Obtain the temperature distribution u(x,t) in a literally insulated rod of length L if both ends on the road are kept at 0°c and the initial temperature distribution in the bar is:

u( x, 0 ) = 6sin[πx/L]

To find the temperature distribution, u(x,t), in the insulated rod, we can use the heat equation. The heat equation describes how heat (or temperature) is transferred through a medium over time.

The heat equation is given by:

∂u/∂t = α * ∂²u/∂x²

where u(x,t) is the temperature distribution, α is the thermal diffusivity of the material, and ∂ represents partial differentiation with respect to the variable.

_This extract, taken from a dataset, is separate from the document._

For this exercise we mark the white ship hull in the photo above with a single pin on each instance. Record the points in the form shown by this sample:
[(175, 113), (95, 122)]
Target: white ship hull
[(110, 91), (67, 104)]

In this case, the rod is insulated, which means that there is no heat exchange with the surroundings. Therefore, the boundary conditions are:

u(0, t) = 0 (left end of the rod)
u(L, t) = 0 (right end of the rod)

The initial temperature distribution in the rod is given by:

u(x, 0) = 6sin(πx/L)

To solve the heat equation, we need to use separation of variables. We can assume that the solution can be written as a product of two functions:

u(x,t) = X(x) * T(t)

Substituting this into the heat equation gives:

X(x) * dT/dt = α * d²X/dx² * T(t)

Dividing both sides of the equation by X(x) * T(t) gives:

1/T(t) * dT/dt = α/X(x) * d²X/dx²

Since the left side depends only on time t and the right side depends only on position x, both sides must be equal to a constant, which we will call -λ²:

1/T(t) * dT/dt = -λ²
α/X(x) * d²X/dx² = -λ²

Now we have two separate ordinary differential equations: one for T(t) and one for X(x).

For T(t), the equation becomes:

1/T(t) * dT/dt = -λ²

This is a simple first-order ordinary differential equation with the general solution:

T(t) = Ce^(-λ²t)

For X(x), the equation becomes:

α/X(x) * d²X/dx² = -λ²

This is a second-order ordinary differential equation with the general solution:

X(x) = A*sin(λx) + B*cos(λx)

Applying the boundary conditions, u(0,t) = 0 and u(L,t) = 0, we have:

u(0,t) = X(0) * T(t) = 0
u(L,t) = X(L) * T(t) = 0

From these conditions, we can conclude that sin(0) = 0 and sin(λL) = 0. The only possible values for λ to satisfy these conditions are λ = nπ/L, where n is an integer. Therefore, the general solution for X(x) becomes:

X(x) = A*sin(nπx/L)

Finally, combining the solutions for T(t) and X(x), the temperature distribution u(x,t) in the insulated rod is given by:

u(x,t) = Σ(A*sin(nπx/L) * Ce^(-n²π²αt/L²))

where the summation is over all possible values of n.

To find the specific temperature distribution u(x,t) given the initial condition u(x,0) = 6sin(πx/L), we need to find the coefficients A and C. This can be done by applying the initial condition to the general solution and using Fourier series or other techniques to solve for A.

Note: The above explanation gives a general framework for solving the problem, but the specific solution will depend on the values of L and α, and the time t at which you want to find the temperature distribution.